CMS requests comments on the March 31 deadline for extension of the PTC enhancements to move forward with the lower user fee rates.
BHP Payment Methodology Clarifications
CMS proposes to clarify the BHP payment rules for situations where a state partially implements the BHP in the first year. Current BHP payment regulations include an adjustment intended to substitute for the impact of silver loading, since a BHP generally renders state residents ineligible for high-value CSRs. But the current regulations do not provide for a partial adjustment where a phased BHP implementation reduces the impact silver loading only partially in the first year. The proposed regulations permit the silver loading adjustment to be applied in part in such cases. This change appears aimed at Oregon, which is undergoing a phased transition to a BHP.
The proposed regulations also clarify how the BHP methodology addresses cases where there are multiple benchmark silver premiums within a county. Codifying its long-standing practice, CMS proposes to clarify that, in such cases, the payment calculations uses the benchmark premium applicable to the largest fraction of county residents.
Allowable Out-of-Pocket Costs to Jump
Separately, CMS released its final calculations for the annual payment parameters governing out-of-pocket costs. The maximum out-of-pocket (MOOP) limitation will rise by 10.3% in 2026 for most commercial health plans. The federal limit applies to in-network essential health benefit cost sharing in non-grandfathered individual and group health plans, including self-insured employer plans. The 2026 MOOP will be $10,150 for self-only coverage and $20,300 for other coverage.

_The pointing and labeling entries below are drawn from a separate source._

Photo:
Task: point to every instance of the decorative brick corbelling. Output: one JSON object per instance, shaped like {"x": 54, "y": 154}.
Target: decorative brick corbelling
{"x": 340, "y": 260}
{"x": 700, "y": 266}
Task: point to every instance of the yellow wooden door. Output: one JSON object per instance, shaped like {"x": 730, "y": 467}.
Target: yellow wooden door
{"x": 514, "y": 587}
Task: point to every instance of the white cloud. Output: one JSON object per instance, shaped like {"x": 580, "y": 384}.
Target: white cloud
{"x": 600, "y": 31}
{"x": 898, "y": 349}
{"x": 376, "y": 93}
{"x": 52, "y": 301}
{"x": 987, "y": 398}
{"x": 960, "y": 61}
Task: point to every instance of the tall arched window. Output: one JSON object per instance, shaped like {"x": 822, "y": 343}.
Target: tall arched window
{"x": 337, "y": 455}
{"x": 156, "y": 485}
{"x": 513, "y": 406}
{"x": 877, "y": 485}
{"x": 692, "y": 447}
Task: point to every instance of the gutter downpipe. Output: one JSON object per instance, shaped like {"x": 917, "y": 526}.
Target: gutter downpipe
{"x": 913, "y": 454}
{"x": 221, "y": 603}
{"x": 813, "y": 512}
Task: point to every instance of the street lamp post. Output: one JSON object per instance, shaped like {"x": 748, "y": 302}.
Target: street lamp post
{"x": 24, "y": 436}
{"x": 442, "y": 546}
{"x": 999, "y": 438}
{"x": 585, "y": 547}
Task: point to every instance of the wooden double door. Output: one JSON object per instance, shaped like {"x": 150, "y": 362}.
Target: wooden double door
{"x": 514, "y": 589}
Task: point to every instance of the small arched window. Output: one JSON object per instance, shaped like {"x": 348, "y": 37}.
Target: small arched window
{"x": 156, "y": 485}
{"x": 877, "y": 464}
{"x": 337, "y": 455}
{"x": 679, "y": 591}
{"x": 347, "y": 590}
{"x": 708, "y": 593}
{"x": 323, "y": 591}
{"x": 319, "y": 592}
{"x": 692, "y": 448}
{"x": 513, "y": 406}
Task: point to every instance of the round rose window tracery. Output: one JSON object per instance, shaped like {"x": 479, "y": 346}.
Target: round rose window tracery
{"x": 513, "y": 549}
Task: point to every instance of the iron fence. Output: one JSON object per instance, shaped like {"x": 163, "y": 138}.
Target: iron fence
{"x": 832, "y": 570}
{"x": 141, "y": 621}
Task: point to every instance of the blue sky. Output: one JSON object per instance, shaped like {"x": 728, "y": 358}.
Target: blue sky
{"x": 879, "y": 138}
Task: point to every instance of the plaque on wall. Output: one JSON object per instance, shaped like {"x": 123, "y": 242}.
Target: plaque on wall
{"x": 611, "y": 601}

MOOP spending for CSR variants will also rise. These reduce cost sharing based on income for certain enrollees in qualified health plans on the Marketplaces.
Maximum Out-of-Pocket Costs for Marketplace Enrollees Who Receive Cost-Sharing Reductions |
||
Income Level |
Self-Only Coverage MOOP |
Other Coverage MOOP |
Silver 94% AV CSR Plan Variant 100% to 150% FPL |
$3,350 |
$6,700 |
Silver 87% AV CSR Plan Variant 150% to 200% FPL |
$3,350 |
$6,700 |
Silver 73% AV CSR Plan Variant 200% to 250% FPL |
$8,100 |
$16,200 |
AV = Actuarial value; CSR = Cost-sharing reduction; FPL = Federal poverty level |
Eligibility for Catastrophic Coverage
Individuals can purchase catastrophic coverage if they are under age 30 or over age 30 and qualify for a hardship or affordability exemption. Section 5000A of the Internal Revenue Code establishes the maximum percentage of income a person must pay for minimum essential coverage for it to be considered affordable. Based on the new parameters for 2026, coverage is considered affordable if the individual’s share of the premium is less than 7.7% of their income.